Cornwall, a transition/defender who had scored six times during last year’s regular season, said he’s sat down and watched the replay of that goal once by himself. He’s seen it a lot more, though — when he walks into an unfamiliar classroom, students will often Google his name, and up will pop that goal: The carom, the recovery, the swift-footed sprint, and the shot that ignited a fan base.
It’s not a moment he expects to top. All you can do, he said, is write a different story, with a different ending, and — if he’s the guy with the pen — the same outcome, in the end.
“Honestly,” he said. “The focus isn’t on topping any sort of event. The focus is on re-creating (that championship). And however we have to do it, that’s how we’ll do it. It doesn’t matter who’s the guy who gets a goal or who makes the big defensive stop. It’s just about the team, and moving forward as a group.”
The Rush are playing the Colorado Mammoth in the West Division final. Saskatchewan won last weekend’s opener in Denver, 18-9, in a game that saw them break open a tight affair with nine fourth-quarter goals.
Game 2 takes place Saturday in Saskatoon at 7:30 p.m. If the Rush win, they clinch the West Division title and move into the league final against either Georgia or Toronto. If they lose, the teams will immediately play a 10-minute mini game to decide who advances. Either way, the fate for both squads will be determined Saturday night.

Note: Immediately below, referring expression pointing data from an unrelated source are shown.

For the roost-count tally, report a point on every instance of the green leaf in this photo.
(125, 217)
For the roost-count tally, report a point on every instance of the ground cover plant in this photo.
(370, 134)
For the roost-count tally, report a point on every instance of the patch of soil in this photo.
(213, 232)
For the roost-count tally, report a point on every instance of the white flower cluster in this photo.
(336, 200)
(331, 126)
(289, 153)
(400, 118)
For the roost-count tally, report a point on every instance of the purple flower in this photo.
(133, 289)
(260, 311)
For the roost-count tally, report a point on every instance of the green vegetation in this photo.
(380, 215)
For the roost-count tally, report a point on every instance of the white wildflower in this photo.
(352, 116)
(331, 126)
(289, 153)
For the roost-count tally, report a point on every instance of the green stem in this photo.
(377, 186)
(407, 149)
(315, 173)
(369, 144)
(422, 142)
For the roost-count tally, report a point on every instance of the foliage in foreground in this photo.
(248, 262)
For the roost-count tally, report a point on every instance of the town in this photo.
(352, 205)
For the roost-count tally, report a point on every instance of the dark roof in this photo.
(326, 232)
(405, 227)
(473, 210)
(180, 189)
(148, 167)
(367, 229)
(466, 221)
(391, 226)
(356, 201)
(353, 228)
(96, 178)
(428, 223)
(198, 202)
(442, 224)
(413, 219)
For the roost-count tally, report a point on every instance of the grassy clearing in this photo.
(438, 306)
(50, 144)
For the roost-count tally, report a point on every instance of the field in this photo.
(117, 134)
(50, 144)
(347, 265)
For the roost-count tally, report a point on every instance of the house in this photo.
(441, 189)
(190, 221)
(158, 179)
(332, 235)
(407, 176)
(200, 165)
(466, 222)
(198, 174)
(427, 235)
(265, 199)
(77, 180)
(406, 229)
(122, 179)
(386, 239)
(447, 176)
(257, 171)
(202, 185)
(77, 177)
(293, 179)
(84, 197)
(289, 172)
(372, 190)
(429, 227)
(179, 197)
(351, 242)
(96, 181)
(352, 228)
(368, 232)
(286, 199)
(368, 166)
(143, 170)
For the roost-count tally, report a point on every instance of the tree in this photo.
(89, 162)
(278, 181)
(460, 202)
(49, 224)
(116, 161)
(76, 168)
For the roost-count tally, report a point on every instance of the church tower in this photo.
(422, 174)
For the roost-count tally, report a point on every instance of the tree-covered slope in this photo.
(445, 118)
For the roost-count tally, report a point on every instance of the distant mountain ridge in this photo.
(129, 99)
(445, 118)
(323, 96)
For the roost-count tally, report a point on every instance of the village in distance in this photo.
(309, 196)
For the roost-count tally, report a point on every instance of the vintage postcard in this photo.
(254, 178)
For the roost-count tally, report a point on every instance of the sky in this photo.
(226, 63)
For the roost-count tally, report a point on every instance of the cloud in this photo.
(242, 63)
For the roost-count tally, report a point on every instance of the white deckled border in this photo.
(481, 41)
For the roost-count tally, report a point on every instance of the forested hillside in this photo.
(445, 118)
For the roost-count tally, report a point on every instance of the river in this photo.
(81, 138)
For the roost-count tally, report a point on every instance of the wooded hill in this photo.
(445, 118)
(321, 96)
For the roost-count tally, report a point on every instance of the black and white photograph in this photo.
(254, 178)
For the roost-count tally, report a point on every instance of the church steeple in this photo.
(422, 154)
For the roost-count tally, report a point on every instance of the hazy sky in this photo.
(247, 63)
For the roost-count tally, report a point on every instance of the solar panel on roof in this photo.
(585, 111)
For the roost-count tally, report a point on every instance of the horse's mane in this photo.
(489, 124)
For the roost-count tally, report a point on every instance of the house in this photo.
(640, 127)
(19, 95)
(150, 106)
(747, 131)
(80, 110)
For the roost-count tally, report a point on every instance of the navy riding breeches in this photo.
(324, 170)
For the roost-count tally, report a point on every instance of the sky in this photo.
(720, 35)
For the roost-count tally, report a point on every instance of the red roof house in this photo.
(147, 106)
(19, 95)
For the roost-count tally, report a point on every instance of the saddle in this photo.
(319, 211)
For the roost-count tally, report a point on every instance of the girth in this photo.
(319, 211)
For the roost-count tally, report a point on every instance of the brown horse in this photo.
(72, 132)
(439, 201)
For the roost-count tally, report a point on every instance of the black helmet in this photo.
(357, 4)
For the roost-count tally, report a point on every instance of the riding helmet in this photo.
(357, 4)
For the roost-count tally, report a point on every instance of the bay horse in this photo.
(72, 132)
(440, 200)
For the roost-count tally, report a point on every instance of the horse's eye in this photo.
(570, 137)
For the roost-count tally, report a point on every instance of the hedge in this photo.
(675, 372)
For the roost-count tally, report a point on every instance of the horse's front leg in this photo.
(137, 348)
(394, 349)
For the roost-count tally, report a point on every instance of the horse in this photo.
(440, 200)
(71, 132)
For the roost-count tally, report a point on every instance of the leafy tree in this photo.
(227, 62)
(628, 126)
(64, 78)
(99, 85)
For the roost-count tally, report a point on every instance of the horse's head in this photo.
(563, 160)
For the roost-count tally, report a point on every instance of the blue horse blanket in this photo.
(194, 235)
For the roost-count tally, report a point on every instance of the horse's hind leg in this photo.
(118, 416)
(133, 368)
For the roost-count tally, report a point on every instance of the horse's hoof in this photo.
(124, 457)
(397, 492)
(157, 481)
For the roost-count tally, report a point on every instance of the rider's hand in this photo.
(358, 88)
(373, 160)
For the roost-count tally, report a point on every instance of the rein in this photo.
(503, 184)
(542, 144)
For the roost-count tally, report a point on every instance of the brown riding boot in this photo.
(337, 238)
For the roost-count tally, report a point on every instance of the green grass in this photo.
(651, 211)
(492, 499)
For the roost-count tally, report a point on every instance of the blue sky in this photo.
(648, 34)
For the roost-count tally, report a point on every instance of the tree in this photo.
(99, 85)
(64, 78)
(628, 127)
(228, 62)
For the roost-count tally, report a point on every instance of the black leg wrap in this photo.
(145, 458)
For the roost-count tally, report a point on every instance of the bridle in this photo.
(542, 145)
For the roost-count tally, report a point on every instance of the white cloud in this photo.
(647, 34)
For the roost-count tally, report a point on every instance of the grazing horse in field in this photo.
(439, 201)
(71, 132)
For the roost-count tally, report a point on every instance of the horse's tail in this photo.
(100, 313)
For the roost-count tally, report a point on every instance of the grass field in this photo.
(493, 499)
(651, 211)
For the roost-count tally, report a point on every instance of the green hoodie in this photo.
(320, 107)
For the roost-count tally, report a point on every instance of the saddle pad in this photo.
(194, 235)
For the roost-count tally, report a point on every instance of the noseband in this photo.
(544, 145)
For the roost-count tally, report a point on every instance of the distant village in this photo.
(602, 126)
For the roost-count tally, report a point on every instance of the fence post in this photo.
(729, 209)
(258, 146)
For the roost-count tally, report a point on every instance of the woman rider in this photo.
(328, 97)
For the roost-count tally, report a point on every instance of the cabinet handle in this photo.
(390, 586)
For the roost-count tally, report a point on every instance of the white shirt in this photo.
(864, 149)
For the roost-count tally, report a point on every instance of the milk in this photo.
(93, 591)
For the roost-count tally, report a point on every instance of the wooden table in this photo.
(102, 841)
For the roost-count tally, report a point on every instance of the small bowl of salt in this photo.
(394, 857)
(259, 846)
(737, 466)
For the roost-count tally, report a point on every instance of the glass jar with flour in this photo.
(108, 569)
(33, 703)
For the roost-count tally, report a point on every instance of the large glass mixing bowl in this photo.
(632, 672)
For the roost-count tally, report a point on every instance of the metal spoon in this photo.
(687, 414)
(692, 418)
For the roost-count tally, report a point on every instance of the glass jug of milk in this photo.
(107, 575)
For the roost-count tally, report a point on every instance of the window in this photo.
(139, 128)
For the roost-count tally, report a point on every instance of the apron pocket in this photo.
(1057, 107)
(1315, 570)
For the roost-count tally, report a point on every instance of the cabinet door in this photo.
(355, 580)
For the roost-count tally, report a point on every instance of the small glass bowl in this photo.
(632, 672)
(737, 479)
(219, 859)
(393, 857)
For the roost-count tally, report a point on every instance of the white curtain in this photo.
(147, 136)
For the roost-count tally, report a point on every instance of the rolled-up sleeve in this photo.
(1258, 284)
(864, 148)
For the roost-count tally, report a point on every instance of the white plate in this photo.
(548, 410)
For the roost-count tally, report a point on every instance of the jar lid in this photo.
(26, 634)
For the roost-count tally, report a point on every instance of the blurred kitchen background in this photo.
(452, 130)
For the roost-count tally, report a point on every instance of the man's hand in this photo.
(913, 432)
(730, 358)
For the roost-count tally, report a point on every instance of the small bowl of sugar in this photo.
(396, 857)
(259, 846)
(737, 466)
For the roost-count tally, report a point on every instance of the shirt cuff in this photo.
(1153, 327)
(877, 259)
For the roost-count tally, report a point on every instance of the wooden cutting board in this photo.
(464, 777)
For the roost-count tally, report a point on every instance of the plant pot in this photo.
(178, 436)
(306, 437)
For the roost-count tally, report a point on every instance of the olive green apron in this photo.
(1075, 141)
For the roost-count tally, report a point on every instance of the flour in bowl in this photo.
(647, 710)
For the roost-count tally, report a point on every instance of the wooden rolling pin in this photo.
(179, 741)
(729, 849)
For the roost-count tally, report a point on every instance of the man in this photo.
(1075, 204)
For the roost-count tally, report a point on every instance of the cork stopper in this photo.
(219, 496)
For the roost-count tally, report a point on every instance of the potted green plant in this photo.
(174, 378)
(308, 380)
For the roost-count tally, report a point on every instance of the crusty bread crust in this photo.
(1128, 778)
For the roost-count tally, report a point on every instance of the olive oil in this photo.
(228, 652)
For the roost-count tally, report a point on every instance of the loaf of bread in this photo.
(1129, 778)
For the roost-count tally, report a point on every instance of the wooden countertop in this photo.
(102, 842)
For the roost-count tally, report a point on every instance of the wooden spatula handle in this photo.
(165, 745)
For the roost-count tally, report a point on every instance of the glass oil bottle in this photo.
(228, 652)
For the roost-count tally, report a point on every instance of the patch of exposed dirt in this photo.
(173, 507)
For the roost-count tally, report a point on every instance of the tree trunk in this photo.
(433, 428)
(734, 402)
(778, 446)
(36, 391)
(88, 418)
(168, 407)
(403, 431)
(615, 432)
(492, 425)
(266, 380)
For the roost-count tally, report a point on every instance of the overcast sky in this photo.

The Rush have won two straight NLL championships, and Cornwall said things change once a team hits the post-season.
“In playoffs, everything ramps up,” he said.
“You change your diet a little bit. You’ll work out once or twice more a week. And the preparation goes through the roof. Everything elevates a little bit more. I have to thank my girlfriend for putting up with it, because she does deal with me being a little more high-strung. But I’m hoping to make it pay off.”
Rush players practised Friday in Saskatoon. Before that, they mingled with fans during a downtown rally — Hula-Hoop dancers, people on stilts, blaring music, the cheer squad, onlookers wearing Rush gear, and copious autographs and photos.
Defender Kyle Rubisch was on the floor with Cornwall during that clinching goal last season. You’ll see him in the replay, just to Cornwall’s left as he corralled the loose ball, trailing him all the way to the goal, then getting to him first, wrapping him up.
“I’ve seen (the replay) a bunch,” Rubisch said. “I haven’t watched it much this year, because it’s a new year, new goal, but right after it happened, I watched it a bunch and relived that great moment.
“There’s only five of us, and Boldy (goaltender Aaron Bold), on the floor. To be on the floor for a special moment that will go down in Rush history is something pretty cool.”
And on Saturday night, they’ll figure out if they get another crack at writing one more championship story. Last year’s title is a fond memory, said head coach Derek Keenan, but at this point, it’s also an old one.
“You kind of move on,” Keenan said simply.